La filière nucléaire française se trouve aujourd’hui à un carrefour décisif : d’un côté, un renouveau perceptible. De l’autre, un empilement de défis qui interroge sa pertinence dans une stratégie énergétique moderne.
À première vue, les signaux sont positifs. Par exemple, les estimations de production du parc nucléaire français pour 2025 ont été réévaluées à la hausse, avec des prévisions de l’ordre de 340 à 370 TWh. Cela témoigne d’une amélioration de la disponibilité des unités de production et d’un regain de confiance, qui masque néanmoins plusieurs tensions profondes.
D’abord, la question de l’investissement industriel et des coûts.

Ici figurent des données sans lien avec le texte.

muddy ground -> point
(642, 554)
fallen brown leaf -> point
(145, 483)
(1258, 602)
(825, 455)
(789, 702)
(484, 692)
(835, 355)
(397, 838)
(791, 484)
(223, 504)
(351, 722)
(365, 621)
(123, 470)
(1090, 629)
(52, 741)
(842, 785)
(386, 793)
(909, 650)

Le projet du réacteur EPR à Flamanville, qui devait être l’emblème de la relance nucléaire en France, a pris douze ans de retard avant d’être raccordé au réseau. Sa rentabilité n’est de plus pas assurée : la Cour des comptes souligne que les devis des futurs EPR2 sont « à affermir », et que les coûts frôlent désormais 80 milliards d’euros pour six unités. Ce bilan interroge. Comment relancer la filière de façon compétitive si les projets s’emballent financièrement et si les retours sur investissement tardent ?
Ensuite, la question de la souveraineté industrielle et des compétences est pregnante. Le pôle de compétitivité Nuclear Valley est par exemple mobilisé pour soutenir le dispositif France 2030 et accompagner l’innovation, la formation et les sociétés de la filière nucléaire. Mais cette mobilisation met en lumière le fait que la filière manque encore de profils qualifiés, de stabilité dans les investissements, et d’un véritable alignement industriel.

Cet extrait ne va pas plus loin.